Navalny wins top EU human rights award
Russian opposition leader Alexei Navalny has won the European Union’s top human rights prize.
Navalny was chosen as the recipient of The Sakharov Prize for Freedom of Thought on Wednesday after being shortlisted along with a group of Afghan women and a jailed Bolivian opposition politician, Jeanine Anez.
The EU’s EPP Christian Democrat group revealed the decision in a tweet.
“Mr. Putin, free Alexei Navalny. Europe calls for his — and all other political prisoners’ — freedom,” it said.
He will most likely be unable to receive the $582,000 prize award at the official ceremony in person on Dec. 15 as he is currently imprisoned in Russia.
The Kremlin critic was arrested in January after spending five months in Germany while seeking treatment for nerve agent poisoning.

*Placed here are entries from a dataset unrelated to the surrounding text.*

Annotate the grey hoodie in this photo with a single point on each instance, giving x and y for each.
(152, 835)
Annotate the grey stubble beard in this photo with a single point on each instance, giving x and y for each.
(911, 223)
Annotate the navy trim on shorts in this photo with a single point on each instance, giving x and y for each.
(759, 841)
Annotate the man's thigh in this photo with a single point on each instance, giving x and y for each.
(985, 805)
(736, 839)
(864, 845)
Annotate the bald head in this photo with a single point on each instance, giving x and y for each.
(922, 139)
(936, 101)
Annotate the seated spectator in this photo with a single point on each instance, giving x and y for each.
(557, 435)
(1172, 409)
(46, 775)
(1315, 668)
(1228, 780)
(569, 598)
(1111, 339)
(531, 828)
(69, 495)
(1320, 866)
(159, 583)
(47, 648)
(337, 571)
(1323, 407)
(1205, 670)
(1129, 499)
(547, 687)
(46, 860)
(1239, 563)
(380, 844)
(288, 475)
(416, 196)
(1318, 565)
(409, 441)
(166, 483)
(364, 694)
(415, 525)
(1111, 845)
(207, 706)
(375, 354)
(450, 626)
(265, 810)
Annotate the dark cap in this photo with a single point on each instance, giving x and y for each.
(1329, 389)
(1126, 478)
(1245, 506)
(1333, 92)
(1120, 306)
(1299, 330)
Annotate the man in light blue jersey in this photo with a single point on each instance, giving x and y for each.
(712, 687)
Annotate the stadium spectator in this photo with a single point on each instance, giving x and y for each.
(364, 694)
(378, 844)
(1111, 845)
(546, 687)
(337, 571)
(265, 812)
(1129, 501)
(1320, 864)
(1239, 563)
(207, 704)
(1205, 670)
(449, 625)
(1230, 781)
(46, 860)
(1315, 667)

He and international leaders laid the blame for the poisoning on the Russian government, a charge since denied by Moscow.
The EU also imposed sanctions last year on six senior Russian officials for their reported involvement in the poison attack.
Navalny was sentenced to 2 1/2 years for violating his previous parole on his return to Russia this January, a move he said stems from a previous conviction and is politically motivated.
Navalny has continued to advocate for Russia from prison and encouraged people to vote against Russian President Vladimir Putin’s party in the parliamentary elections in September.
A court in Moscow also ruled in September that his Foundation for Fighting Corruption and its other offices are labeled as extremists organizations, not allowing anyone associated with the organizations to run for office in the future.
Last year, the human rights prize was awarded to Belarus’s democratic opposition that staged protests against the country’s leader Alexander Lukashenko following a controversial election.